Sparrenburg wird angestrahlt

Die Innenstadt soll in den Vereinsfarben geschmückt werden. Alle mögen sich daran beteiligen, Geschäftsleute wie Anwohner. Die Stadt selbst will zwölf DSC-Fahnen am Willy-Brandt-Platz aufstellen sowie drei am Rathaus. Die Sparrenburg soll mit Eintreten der Dämmerung ab spätestens Samstag, 27. Juni, in schwarz-weiß-blauen Farben erstrahlen. Die DSC-Flagge wird dort auch gehisst. Radio Bielefeld berichtet wie immer und auch 90 Minuten nach dem Spiel. So soll die Stimmung in der Stadt zumindest zu hören sein.

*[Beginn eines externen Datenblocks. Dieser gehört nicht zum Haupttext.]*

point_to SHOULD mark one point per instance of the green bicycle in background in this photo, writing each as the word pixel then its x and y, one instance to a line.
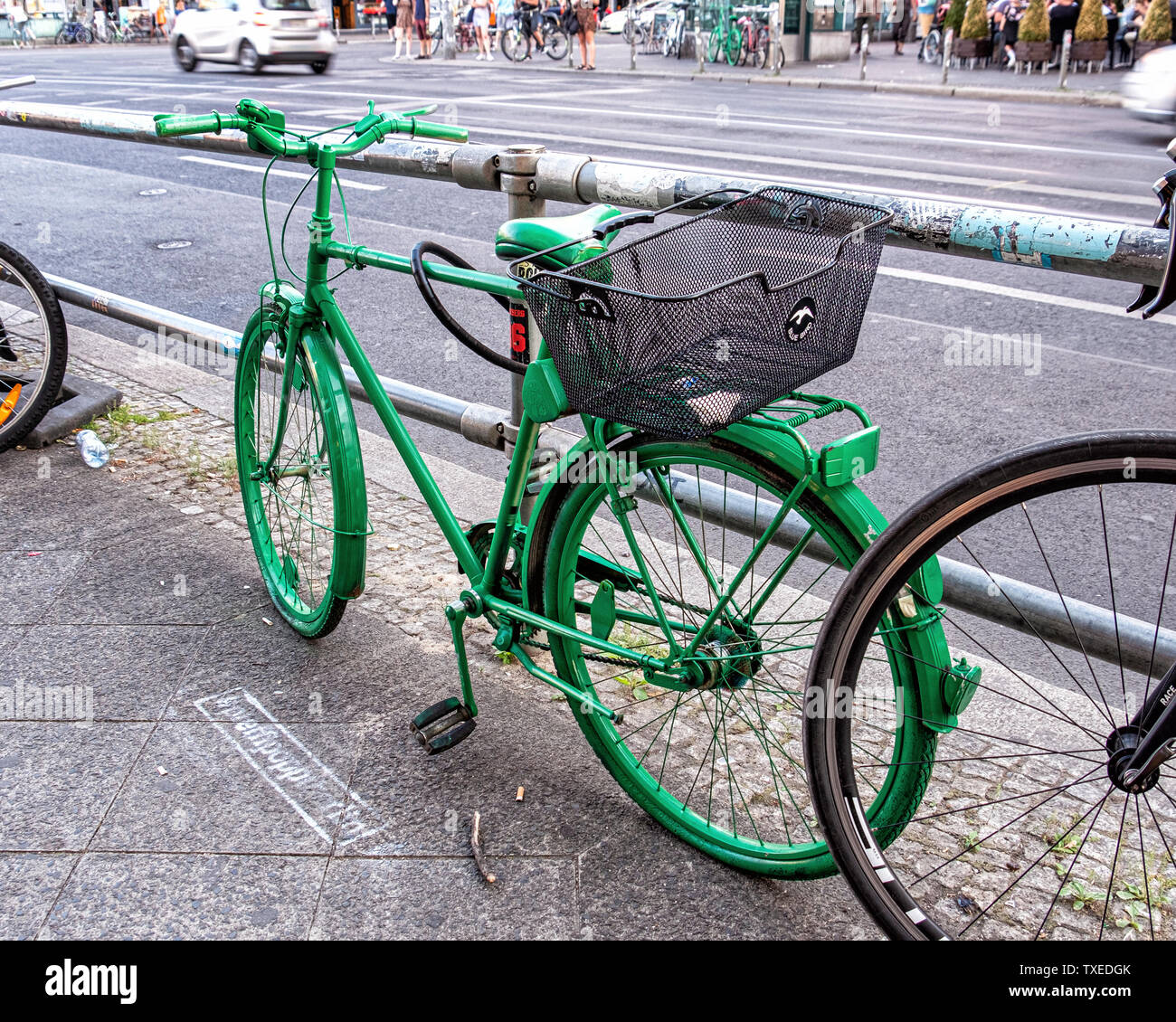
pixel 673 572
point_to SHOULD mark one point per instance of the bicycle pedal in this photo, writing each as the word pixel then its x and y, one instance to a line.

Der Oberbürgermeister versprach, dass eine größere Feier nachgeholt werde. Clausen: „Ich kann aufgrund von Corona nicht sagen wann, aber wir werden den richtigen Zeitpunkt finden.“

Wie das allerdings funktionieren soll, wenn die Mannschaft in neuer Zusammenstellung möglicherweise in der Bundesliga gerade um den Klassenerhalt kämpft, blieb unklar.